MiRNAs are a type of non-coding RNAs with 22–25 nucleotides in length and have been reported as key regulators of gene expression in cancers^30,31. For instance, miR-483-5p and miR-139-5p enhance adrenocortical cancer aggressiveness by regulating N-myc downstream-regulated genes³². Oncogenic miR-19a and miR-19b promote lung cancer cell proliferation and migration by regulating tumor suppressor MTUS1³³. Exosomal miR-423-5p acts as a new marker in gastric cancer and drove cancer growth and metastasis by targeting SUFU³⁴. Besides, miRNAs can be involved in the regulation of CRC development. Downregulation of miR-9 facilitated EMT in CRC cells through regulating ANO1³⁵. Upregulated miR-1258 directly targets E2F8 to regulate cell cycle and inhibit cell proliferation in CRC³⁶. MiR-182 facilitated cell proliferation and tumor growth in CRC by modulating DAB2IP³⁷. In our study, miR-4262 and miR-185-5p was found to be able to interact with circAGFG1 and YY1. These two miRNAs have been reported as tumor-suppressors in multifarious cancers. MiR-4262 targeted CD163 to inhibit cell proliferation and invasion in gastric cancer, and low miR-4262 level predicts poor prognosis³⁸. MiR-4262 contributed to cell apoptosis and inhibited proliferation of colon cancer cells via the involvement of GALNT4³⁹. Nevertheless, the role of miR-4262 has not been reported in CRC. MiR-185-5p inhibits cell migration and invasion of hepatocellular carcinoma via targeting ROCK2⁴⁰. LncRNA FOXD2-AS1 promotes CRC growth through sponging miR-185-5p⁴¹. Herein, mechanistic analysis revealed that circAGFG1 directly sponged miR-4262 and miR-185-5p to regulate YY1 expression. Eventually, rescue assays demonstrated that the effect of circAGFG1 silencing in CRC progression was observably restored by up-regulating YY1 or CTNNB1.
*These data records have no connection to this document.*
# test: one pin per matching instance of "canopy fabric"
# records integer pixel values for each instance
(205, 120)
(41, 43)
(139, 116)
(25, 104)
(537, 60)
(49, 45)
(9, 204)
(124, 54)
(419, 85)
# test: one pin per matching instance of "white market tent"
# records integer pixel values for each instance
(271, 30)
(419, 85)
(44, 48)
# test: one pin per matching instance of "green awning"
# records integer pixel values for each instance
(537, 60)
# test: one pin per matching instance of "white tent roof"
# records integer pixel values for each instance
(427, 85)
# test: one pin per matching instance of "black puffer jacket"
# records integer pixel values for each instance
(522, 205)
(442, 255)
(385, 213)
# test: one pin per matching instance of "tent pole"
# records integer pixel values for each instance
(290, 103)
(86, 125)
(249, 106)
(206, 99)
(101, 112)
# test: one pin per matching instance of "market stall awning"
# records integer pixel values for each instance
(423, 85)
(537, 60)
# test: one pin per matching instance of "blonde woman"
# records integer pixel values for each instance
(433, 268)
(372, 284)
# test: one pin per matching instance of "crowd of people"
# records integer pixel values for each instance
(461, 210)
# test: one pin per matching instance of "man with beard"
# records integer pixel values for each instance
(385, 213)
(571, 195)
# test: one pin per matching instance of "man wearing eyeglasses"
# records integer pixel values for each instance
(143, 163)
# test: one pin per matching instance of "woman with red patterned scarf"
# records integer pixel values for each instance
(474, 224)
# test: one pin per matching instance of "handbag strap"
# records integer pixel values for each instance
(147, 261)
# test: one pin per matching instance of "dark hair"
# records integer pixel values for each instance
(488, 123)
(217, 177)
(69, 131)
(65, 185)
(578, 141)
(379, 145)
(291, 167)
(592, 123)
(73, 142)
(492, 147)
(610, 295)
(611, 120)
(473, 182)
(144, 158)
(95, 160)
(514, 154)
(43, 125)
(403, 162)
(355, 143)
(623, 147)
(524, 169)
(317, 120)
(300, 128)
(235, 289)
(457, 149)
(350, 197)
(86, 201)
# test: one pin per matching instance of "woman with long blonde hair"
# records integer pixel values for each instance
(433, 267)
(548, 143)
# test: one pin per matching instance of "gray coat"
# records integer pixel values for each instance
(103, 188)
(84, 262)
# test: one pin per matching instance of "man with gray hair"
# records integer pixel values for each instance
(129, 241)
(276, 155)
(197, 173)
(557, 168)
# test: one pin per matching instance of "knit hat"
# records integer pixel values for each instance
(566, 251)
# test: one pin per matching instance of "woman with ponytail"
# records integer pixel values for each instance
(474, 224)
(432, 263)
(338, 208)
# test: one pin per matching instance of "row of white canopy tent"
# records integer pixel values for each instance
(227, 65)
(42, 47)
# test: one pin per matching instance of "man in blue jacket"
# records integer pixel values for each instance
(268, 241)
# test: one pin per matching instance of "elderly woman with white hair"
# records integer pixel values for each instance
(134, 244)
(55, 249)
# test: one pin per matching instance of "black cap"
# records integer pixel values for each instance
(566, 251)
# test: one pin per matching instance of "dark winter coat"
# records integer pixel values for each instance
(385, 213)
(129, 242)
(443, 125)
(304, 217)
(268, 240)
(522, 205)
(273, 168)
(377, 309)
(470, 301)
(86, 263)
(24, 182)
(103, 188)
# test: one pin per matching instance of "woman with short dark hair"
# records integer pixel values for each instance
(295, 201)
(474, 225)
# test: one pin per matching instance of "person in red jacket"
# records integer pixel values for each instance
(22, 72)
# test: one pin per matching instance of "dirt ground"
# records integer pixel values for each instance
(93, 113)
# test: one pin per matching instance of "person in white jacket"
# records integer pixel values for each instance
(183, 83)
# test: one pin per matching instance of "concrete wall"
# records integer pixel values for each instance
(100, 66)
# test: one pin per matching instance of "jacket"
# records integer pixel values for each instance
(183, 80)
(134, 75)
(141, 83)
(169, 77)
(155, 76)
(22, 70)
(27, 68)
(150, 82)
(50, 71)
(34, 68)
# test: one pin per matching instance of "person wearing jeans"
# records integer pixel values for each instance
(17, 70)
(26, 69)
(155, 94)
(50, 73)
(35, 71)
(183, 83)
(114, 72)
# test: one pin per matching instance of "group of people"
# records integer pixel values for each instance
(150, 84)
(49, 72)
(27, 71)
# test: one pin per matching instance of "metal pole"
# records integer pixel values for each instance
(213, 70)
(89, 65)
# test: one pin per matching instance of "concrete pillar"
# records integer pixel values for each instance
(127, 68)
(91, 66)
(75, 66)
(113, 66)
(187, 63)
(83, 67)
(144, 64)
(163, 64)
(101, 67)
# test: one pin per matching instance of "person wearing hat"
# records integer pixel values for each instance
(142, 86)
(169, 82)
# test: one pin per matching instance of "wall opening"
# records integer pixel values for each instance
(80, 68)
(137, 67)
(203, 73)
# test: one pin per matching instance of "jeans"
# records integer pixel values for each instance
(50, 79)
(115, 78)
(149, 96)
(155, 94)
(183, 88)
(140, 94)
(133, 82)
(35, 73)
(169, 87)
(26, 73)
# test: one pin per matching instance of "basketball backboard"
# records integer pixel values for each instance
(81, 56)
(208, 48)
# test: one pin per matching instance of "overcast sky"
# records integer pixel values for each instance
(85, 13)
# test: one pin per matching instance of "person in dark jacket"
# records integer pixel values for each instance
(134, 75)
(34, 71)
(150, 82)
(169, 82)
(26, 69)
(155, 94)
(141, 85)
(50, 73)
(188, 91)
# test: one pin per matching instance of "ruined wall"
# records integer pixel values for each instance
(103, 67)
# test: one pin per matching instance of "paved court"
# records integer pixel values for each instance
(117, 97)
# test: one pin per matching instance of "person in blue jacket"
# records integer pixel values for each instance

In brief, our study is the first to research circAGFG1/miR-4262 or miR-185-5p/YY1/CTNNB1 axis in CRC. Our results revealed that circAGFG1 up-regulated YY1 to activate CTNNB1 transcription and thereby accelerated metastasis and stemness in CRC by sponging miR-4262 and miR-185-5p. These findings provided a novel insight into the exploration on therapeutic targets in CRC.